数据路径缺陷:一个错误的数据路径意味着受影响的多处理器中的所有着色器核心都会得到损坏的输入数据。因此,所有相应的着色器必须被停用,并且这个缺陷等同于聚集的着色器缺陷,在章节4.6中研究。
存储缺陷:错误的存储可能发生在着色器核心(寄存器),或在缓存或内存块的水平。在这两种情况下,如果ECC不能补偿永久缺陷,一个或几个着色器核心必须停用。在前一种情况下,一个着色器必须被停用。在后一种情况下,可以从相应的缓存和块中获取数据/存储数据的着色器核心集可以被停用。在一个多处理器中,有一个共享内存访问所有着色器核心,每个着色器核心也有它的本地内存。永久的本地内存缺陷可以通过停用个别着色器核心来处理。共享内存缺陷会导致整个多处理器失活,而不是整个GPU失活。除了本地内存和共享内存之外,还有全局内存、常量内存和纹理内存。所有的着色器核心都可以访问这些记忆。因此,这些内存中不可纠正的缺陷会导致整个GPU的丢失。
线程调度器缺陷:一个有缺陷的线程调度器可以以多种方式显示自己:发送线程到错误的着色器内核或多处理器,发送错误的内存地址到着色器内核,等等。这些情况可以再次通过识别和停用受影响的着色器核心来处理。另一个解决方案是考虑调度器的相对占用空间足够小,以支持使用较大设备的鲁棒性实现。
总的来说,几乎所有的GPU缺陷都可以通过停用一个或多个(分布式或集群)着色器核心来解决,即使它们不会直接影响着色器核心本身。

  1. 结论和未来工作
    在本文中,我们提倡利用神经科学的新进展来研究计算系统,这些系统通过构建并操纵越来越抽象的信息表示来处理信息,而不是快速执行大量的基本计算。虽然与传统计算机相比,这些计算系统的应用范围受到限制,但我们知道,生物实例可以在一系列任务上显著优于传统计算机;此外,这种计算方法很好地结合了即将到来的技术限制(速度,功耗,可靠性)。在短期到中期,商用gpgpu是一个很有前途的基底,用于部署基于这些原理的大规模皮质模型,而直接的硅实现仍然不可用。我们证明了皮层网络的固有容错性完全映射到可在商用gpgpu中发生的故障模式,并为此类系统开发了固有故障模型。故障注入实验验证了我们的直觉,即这种系统天生比传统计算系统更能容忍永久故障。

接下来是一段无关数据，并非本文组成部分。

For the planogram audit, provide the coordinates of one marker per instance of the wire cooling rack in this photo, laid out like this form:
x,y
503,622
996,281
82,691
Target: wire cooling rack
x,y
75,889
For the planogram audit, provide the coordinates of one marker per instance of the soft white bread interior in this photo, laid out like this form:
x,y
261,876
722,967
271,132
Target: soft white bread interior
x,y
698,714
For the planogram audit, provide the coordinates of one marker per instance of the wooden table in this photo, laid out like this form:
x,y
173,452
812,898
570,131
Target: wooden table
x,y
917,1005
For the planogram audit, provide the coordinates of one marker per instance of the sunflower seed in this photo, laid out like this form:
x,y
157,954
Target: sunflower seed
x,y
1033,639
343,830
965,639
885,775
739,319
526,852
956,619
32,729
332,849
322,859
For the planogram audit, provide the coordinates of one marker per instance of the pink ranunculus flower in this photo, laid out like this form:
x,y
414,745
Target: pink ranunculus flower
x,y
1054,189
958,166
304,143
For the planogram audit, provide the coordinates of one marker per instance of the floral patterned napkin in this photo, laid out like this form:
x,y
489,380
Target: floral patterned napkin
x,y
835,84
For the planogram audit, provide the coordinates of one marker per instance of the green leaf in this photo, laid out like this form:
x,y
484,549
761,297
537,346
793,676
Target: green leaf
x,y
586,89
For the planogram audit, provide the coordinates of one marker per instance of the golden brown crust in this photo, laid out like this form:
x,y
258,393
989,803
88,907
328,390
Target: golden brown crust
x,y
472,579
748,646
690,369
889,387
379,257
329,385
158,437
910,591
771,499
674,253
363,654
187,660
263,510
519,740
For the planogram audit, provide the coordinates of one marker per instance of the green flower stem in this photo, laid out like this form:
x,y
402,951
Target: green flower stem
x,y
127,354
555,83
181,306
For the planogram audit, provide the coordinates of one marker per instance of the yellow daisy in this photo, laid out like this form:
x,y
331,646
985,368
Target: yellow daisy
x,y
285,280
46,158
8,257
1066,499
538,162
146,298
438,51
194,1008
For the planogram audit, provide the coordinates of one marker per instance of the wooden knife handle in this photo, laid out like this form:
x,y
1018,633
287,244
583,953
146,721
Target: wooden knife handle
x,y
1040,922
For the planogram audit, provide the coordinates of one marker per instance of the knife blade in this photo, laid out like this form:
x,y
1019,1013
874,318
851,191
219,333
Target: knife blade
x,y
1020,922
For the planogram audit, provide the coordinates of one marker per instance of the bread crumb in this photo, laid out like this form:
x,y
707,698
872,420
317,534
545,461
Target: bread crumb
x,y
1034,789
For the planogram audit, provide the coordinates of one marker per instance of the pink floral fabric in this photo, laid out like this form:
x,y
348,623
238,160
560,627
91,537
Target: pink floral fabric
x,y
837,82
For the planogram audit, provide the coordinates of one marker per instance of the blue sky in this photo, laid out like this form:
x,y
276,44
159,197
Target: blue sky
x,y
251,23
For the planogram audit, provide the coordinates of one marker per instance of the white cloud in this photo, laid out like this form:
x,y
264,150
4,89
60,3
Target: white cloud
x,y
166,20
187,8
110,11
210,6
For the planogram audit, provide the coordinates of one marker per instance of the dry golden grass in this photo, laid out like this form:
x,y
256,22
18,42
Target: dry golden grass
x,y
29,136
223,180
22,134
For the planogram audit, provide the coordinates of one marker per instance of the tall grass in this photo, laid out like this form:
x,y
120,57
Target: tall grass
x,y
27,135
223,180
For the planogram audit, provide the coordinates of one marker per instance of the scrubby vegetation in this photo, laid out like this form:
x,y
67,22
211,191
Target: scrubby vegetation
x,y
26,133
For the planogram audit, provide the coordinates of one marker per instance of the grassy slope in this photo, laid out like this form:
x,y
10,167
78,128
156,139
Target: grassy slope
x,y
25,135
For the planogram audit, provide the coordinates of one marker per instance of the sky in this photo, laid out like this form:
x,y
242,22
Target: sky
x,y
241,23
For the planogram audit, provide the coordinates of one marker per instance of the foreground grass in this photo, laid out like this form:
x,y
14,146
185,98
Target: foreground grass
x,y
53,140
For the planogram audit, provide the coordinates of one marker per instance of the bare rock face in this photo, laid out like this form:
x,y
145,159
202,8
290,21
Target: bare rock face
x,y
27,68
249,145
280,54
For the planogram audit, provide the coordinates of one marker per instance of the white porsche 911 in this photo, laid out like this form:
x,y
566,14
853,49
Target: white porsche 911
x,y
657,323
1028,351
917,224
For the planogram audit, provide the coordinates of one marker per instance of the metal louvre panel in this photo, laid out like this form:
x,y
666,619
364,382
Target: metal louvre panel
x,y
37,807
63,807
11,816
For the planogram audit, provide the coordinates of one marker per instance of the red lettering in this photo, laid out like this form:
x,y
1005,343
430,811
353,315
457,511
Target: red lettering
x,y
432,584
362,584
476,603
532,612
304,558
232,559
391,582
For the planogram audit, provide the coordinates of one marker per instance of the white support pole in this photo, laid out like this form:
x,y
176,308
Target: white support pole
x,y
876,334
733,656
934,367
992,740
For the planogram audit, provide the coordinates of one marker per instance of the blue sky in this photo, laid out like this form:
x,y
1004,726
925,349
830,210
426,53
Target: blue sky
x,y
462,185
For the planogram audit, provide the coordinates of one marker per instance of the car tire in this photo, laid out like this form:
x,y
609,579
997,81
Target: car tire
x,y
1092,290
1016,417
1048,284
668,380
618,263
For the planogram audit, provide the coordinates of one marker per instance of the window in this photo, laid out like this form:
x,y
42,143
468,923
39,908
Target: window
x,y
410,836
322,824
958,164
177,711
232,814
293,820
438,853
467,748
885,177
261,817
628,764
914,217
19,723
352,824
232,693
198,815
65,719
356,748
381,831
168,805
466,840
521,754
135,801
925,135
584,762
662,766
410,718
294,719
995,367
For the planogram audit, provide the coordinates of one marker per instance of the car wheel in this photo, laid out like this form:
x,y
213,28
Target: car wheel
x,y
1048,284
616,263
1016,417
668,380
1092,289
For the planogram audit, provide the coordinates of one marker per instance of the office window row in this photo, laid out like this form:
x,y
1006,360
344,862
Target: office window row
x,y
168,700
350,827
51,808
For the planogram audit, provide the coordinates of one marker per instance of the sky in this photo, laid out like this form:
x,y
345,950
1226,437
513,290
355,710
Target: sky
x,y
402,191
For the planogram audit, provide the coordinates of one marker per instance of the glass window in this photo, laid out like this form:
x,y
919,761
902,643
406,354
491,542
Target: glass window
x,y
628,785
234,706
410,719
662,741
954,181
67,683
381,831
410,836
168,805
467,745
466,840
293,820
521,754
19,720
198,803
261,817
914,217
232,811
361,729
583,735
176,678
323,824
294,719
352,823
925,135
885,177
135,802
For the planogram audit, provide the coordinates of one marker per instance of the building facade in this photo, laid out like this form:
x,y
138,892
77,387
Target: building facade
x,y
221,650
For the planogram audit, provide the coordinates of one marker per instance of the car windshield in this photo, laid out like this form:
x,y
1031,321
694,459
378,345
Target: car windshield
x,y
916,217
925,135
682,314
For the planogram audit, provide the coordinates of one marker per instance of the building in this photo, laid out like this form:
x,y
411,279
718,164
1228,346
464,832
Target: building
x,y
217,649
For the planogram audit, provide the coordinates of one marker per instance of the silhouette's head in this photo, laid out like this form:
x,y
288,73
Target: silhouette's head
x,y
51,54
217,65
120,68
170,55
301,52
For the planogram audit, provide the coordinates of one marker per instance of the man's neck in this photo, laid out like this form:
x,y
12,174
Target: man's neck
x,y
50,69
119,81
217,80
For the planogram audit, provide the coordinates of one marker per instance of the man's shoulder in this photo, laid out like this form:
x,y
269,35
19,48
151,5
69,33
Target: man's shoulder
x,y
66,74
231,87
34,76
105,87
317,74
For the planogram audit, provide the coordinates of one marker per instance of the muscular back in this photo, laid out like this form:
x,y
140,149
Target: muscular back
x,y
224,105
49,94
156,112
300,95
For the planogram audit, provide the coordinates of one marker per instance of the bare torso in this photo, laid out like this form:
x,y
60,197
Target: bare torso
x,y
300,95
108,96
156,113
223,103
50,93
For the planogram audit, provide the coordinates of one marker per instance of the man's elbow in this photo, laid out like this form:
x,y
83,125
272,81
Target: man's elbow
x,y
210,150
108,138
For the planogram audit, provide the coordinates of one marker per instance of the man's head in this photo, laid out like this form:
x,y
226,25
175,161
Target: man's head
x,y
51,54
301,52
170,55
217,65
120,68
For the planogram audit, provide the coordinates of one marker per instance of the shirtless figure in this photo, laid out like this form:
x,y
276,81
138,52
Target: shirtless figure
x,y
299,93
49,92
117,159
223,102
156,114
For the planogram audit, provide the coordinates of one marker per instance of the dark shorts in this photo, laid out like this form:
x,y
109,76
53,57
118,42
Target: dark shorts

    在未来,我们计划探索一些方向。首先,我们想把大脑皮层的其他特征,如反馈、注意力、暂时学习和记忆,添加到我们的学习模型中。其次,我们计划研究我们的模型在其他有趣的工作负载上的性能,如游戏机器人、语音到文本转换等。我们也计划研究我们的皮质模型到硬件电路实现的映射。